Hundreds flock to camp for social networking in government

The "unconference" held sessions developed on site and presented examples of how government can use the new media.

More than 300 social media enthusiasts nationwide met in Washington on March 26 to discuss and present ways to encourage the use of interactive online applications to increase engagement with the public.

The Government 2.0 camp attracted federal and local government officials, contractors and bloggers who discussed the role of social media in government. Mark Drapeau, a research fellow at the National Defense University who organized the event, called it an "unconference," because unlike traditional conferences, where speakers are booked and agendas set months in advance, the camp began with an hourlong introduction period. Attendees interested in leading panel discussions suggested topics and volunteered to give presentations. Anyone interested in a particular topic was assured of the opportunity to have a discussion.

The reaction from the decidedly social networking partisans was unbridled enthusiasm. "I love it. It's of the people, for the people," said Tamie Santiago, acting director of emerging technologies at the Office of the Chief Information Officer at the Defense Department. "We decided the agenda and it's led to a passionate discussion, which is where we wanted to be."

Santiago took part in a panel about the role of privacy in social media, during which she expressed concern about how revealing too much personal information on social media tools could lead to a loss of privacy, or even risks to a person's safety.

Defense is pushing to increase the use of social media, such as Techipedia, an internal wiki about emerging technologies, which serves as a clearinghouse for innovations, she said. The department launched the wiki in October, and Santiago other agencies could adopt it.

The camp's participants ranged from the experienced to those just beginning to dabble in social networking. Lurita A. Doan, former administrator at the General Services Administration during the Bush administration, attended the camp, and although she said she was "not big on social media," she recently signed up for a Twitter account, a microblogging site where people can follow individuals' daily musings.

"It's scintillating, very different from the average government conference, which takes months to plan," Doan said.

During the day, more than 50 sessions were conducted on subjects ranging from privacy to how to get started in social media to how corporations are using the technology to examples of how agencies were using the tools.

The Library of Congress, for example, discussed the results of a decision to upload some of its collections of pictures to the photo-sharing site for public comment. Placing some of the library's photos increased traffic to the area on its Web site by 20 percent in 2009 compared to the same period last year. So far this year, the site has had more than 15 million page views and received 12,000 comments.

Most of the Government 2.0 presentations were brief, with an emphasis on discussion and question-and-answer periods. Few presenters gave traditional speeches, or used PowerPoint slides.

Maxine Teller, founder of the social media consulting firm Mixt Media Strategies and a co-organizer of the camp, said the response to the event was overwhelming, with more than 500 people signing up and more than 200 on a waiting list. She attributed the reaction to the interest in social media.

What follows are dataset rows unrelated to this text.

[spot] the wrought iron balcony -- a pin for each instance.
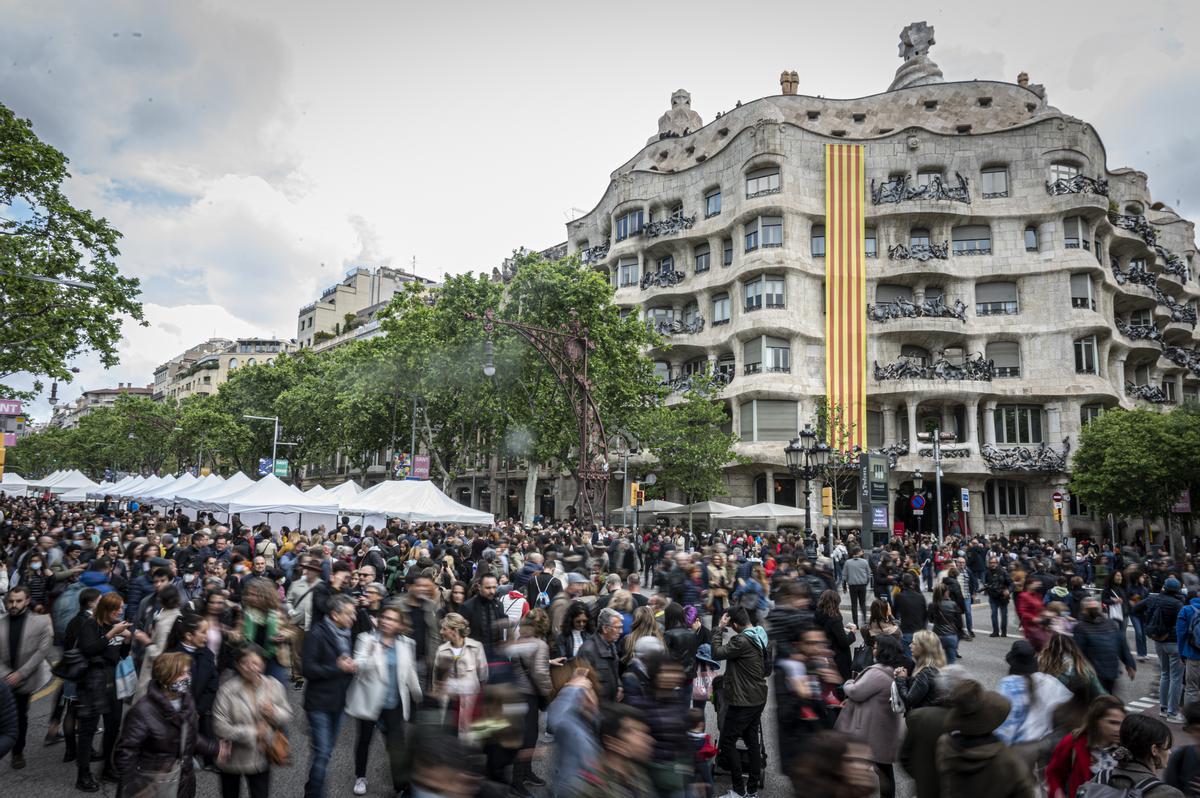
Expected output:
(676, 327)
(899, 190)
(1187, 358)
(922, 252)
(663, 279)
(1021, 459)
(597, 253)
(905, 309)
(973, 367)
(1078, 185)
(670, 226)
(1152, 394)
(1139, 331)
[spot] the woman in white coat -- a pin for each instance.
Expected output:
(385, 687)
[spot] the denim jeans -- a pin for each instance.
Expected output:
(951, 646)
(1170, 682)
(323, 729)
(999, 615)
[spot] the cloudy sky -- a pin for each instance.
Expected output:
(252, 151)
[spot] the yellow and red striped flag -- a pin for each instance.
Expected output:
(846, 293)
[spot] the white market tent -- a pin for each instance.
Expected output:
(235, 484)
(413, 501)
(13, 484)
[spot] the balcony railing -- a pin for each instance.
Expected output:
(899, 190)
(1078, 185)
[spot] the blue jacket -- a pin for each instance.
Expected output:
(1187, 649)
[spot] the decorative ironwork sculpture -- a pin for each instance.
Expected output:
(1078, 185)
(973, 367)
(676, 327)
(906, 309)
(1152, 394)
(663, 279)
(922, 252)
(893, 453)
(567, 351)
(1021, 459)
(673, 223)
(1139, 331)
(899, 190)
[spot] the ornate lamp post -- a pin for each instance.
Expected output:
(805, 457)
(565, 351)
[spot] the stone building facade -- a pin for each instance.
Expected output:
(1018, 285)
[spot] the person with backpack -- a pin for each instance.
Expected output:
(1187, 633)
(1157, 616)
(744, 648)
(1145, 747)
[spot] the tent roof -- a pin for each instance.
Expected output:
(766, 510)
(273, 495)
(414, 501)
(199, 501)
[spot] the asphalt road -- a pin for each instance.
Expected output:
(47, 777)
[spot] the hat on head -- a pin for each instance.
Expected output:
(1021, 659)
(976, 712)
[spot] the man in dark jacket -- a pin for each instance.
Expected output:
(329, 669)
(1158, 616)
(599, 652)
(485, 615)
(744, 689)
(1104, 645)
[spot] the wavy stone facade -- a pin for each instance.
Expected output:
(1018, 286)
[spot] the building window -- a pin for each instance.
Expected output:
(1062, 171)
(629, 225)
(713, 203)
(1018, 424)
(972, 239)
(627, 271)
(1074, 233)
(1031, 239)
(720, 309)
(1005, 497)
(762, 181)
(1085, 355)
(996, 299)
(817, 240)
(1006, 357)
(1081, 292)
(768, 420)
(994, 183)
(779, 355)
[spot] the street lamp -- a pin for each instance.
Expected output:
(805, 457)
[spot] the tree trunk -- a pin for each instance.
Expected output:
(532, 469)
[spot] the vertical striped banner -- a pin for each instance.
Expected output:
(846, 292)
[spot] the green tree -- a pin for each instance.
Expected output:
(689, 443)
(43, 325)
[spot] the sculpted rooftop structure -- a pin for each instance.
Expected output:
(1018, 286)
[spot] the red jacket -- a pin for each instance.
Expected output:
(1071, 765)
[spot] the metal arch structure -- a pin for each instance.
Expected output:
(565, 351)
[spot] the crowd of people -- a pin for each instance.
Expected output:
(618, 661)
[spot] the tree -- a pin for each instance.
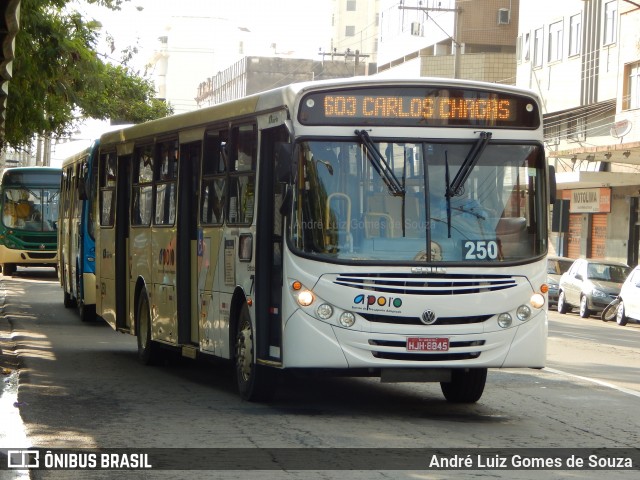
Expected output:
(59, 77)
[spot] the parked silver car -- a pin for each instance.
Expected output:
(591, 285)
(629, 306)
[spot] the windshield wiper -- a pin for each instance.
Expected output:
(455, 188)
(380, 164)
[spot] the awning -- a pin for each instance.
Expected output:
(628, 153)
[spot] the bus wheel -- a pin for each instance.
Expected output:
(256, 383)
(68, 300)
(466, 386)
(147, 349)
(87, 313)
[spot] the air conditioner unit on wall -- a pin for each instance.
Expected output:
(504, 15)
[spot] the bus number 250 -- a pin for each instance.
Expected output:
(481, 250)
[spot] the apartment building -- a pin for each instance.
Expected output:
(354, 25)
(583, 58)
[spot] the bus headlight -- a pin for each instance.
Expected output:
(347, 319)
(523, 313)
(305, 298)
(324, 311)
(504, 320)
(537, 300)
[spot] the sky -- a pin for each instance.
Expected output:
(203, 37)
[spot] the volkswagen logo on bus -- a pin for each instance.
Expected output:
(428, 317)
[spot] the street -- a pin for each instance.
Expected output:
(80, 386)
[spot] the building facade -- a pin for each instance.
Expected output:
(255, 74)
(354, 25)
(470, 39)
(583, 58)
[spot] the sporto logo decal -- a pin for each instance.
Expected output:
(373, 301)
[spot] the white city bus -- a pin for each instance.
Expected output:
(360, 226)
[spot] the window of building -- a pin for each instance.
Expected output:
(575, 34)
(633, 85)
(610, 22)
(577, 129)
(537, 48)
(555, 41)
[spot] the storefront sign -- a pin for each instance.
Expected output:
(591, 200)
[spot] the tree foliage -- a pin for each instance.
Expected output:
(59, 77)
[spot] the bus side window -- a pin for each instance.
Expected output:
(107, 189)
(242, 178)
(142, 201)
(214, 176)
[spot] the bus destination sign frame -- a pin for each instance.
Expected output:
(419, 107)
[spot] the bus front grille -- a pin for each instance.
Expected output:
(41, 255)
(396, 320)
(426, 284)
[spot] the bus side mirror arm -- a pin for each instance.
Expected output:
(284, 163)
(552, 184)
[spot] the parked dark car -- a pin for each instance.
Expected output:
(591, 285)
(556, 266)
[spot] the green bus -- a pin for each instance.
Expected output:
(28, 230)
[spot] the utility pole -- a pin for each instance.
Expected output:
(456, 30)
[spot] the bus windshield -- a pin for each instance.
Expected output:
(346, 209)
(33, 209)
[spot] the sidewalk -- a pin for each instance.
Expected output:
(9, 361)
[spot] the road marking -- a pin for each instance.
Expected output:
(593, 380)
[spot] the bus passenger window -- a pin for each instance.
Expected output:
(212, 200)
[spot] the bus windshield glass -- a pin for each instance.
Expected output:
(345, 210)
(29, 208)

Many attendees worked at small federal agencies or local and state governments, and were collecting success stories to convince their bosses that social media can help them accomplish their agencies' missions. Mariana Gerzanych, a statistical analyst at the Census Bureau, said she hoped to start a Web 2.0 office so the public can offer ideas on how to improve the way the bureau presents its data. "We have a lot of data that's not usable," she said. "We need to consolidate everything, make it more user-friendly,"

Dave Faggard, chief of new media and emerging technology at the Air Force, opened his presentation saying he wanted to convince commanders to allow soldiers and airmen on the front-lines to use Twitter and social media to report what was happening. "One way to connect airmen to average Americans is to allow airmen to drive the narrative," he said. "It allows so much more transparency."

Jeff Kerby, Web manager for the Agriculture Department's Farm Service Agency, which provides loans and subsidy payments to farmers, said the agency recently has begun testing how social networking could be used. He and other technology managers at FSA are analyzing how the agency could text the latest crop prices to farmers every morning so they don't have to come into the county office to look up the information. "They're receptive," Kerby said. "It's a matter of getting them used to it."